The result, like Gödel’s, again turned upon the possibility of constructing a “self-referential” sentence, in this case one saying of itself (given any putative truth predicate) that it is not true; to demonstrate this possibility of construction, Tarski depended, as Gödel had, of arithmetization to represent the formal syntax of a language within the language itself.[^144] Both results undermined intuitively plausible assumptions about the ability of formal systems to capture the basis of ordinary judgments about the truth of mathematical propositions.
The results of Gödel and Tarski were to have a deep and determinative influence on the methodological assumptions of philosophers within the analytic tradition. Most decisive were their effects on the program, of which Frege, Russell, Carnap, Schlick, Wittgenstein and Hilbert had all been partisans, of seeking to clarify the logical structure of a language or a specialized portion thereof (for instance the language of arithmetic) purely through a syntactic description of its structure.

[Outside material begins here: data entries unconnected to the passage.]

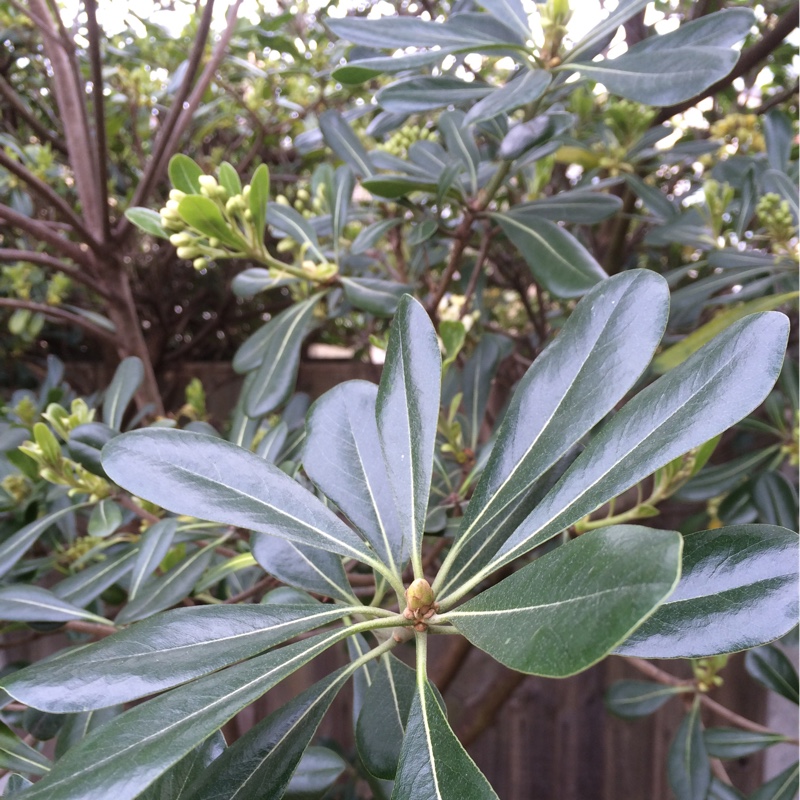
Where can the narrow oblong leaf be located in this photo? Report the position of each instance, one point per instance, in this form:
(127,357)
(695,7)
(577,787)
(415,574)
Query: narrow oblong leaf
(433,764)
(600,587)
(688,769)
(556,258)
(161,652)
(615,330)
(260,764)
(343,457)
(303,567)
(516,93)
(275,379)
(124,385)
(772,668)
(738,589)
(205,477)
(125,756)
(407,412)
(153,546)
(713,389)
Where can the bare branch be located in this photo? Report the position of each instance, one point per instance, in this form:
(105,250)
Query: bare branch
(54,312)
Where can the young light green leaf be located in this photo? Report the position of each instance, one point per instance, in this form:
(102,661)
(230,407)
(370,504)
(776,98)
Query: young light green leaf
(261,763)
(658,82)
(153,546)
(516,93)
(343,457)
(688,769)
(24,603)
(377,296)
(184,174)
(161,652)
(713,389)
(555,257)
(382,722)
(17,755)
(407,413)
(635,699)
(124,385)
(614,329)
(166,590)
(600,587)
(204,215)
(433,764)
(259,200)
(147,220)
(124,757)
(205,477)
(340,138)
(770,666)
(275,379)
(303,567)
(738,590)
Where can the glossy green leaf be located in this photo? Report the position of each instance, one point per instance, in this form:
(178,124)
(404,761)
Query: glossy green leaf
(147,220)
(23,603)
(735,743)
(340,138)
(229,179)
(204,215)
(261,763)
(635,699)
(343,457)
(375,295)
(175,782)
(384,716)
(105,518)
(713,389)
(318,769)
(306,568)
(259,200)
(161,652)
(615,330)
(207,478)
(407,413)
(125,756)
(16,755)
(770,666)
(599,587)
(574,206)
(688,769)
(516,93)
(164,591)
(433,764)
(412,95)
(657,81)
(555,257)
(782,787)
(184,174)
(15,547)
(286,220)
(738,589)
(678,353)
(124,385)
(275,379)
(153,546)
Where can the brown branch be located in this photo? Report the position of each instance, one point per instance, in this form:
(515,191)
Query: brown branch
(749,59)
(44,232)
(60,314)
(45,260)
(93,30)
(160,154)
(42,131)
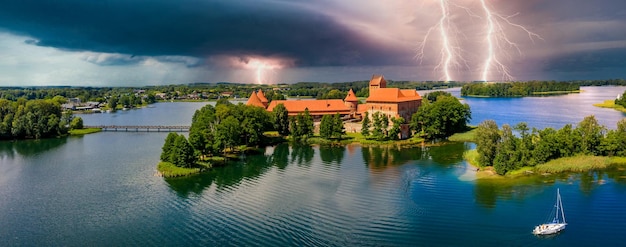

In a later paper, published in 1944, Tarski presented his own earlier result as demanding that the purely syntactic description of language structures be supplemented with what he called “semantic” concepts of truth and designation.
Semantics, he said, is a discipline which, speaking loosely, deals with certain relations between expressions of a language and the objects (or ‘states of affairs’) ‘referred to’ by those expressions As typical examples of semantic concepts we may mention the concepts of designation, satisfaction, and definition as these occur in the following examples: the expression ‘the father of his country’ designates (denotes) George Washington ; snow satisfies the sentential function (the condition) ‘x is white’ ; the equation ‘2 x = 1’ defines (uniquely determines) the number ½ .[^145] Because it is impossible, as was shown by Tarski’s own earlier result, to give a consistent purely syntactical definition of truth for a language within that language itself, the theorist who wishes to give an account of truth must avail himself also of the semantic or “referential” relationships between the language’s terms and the objects they stand for.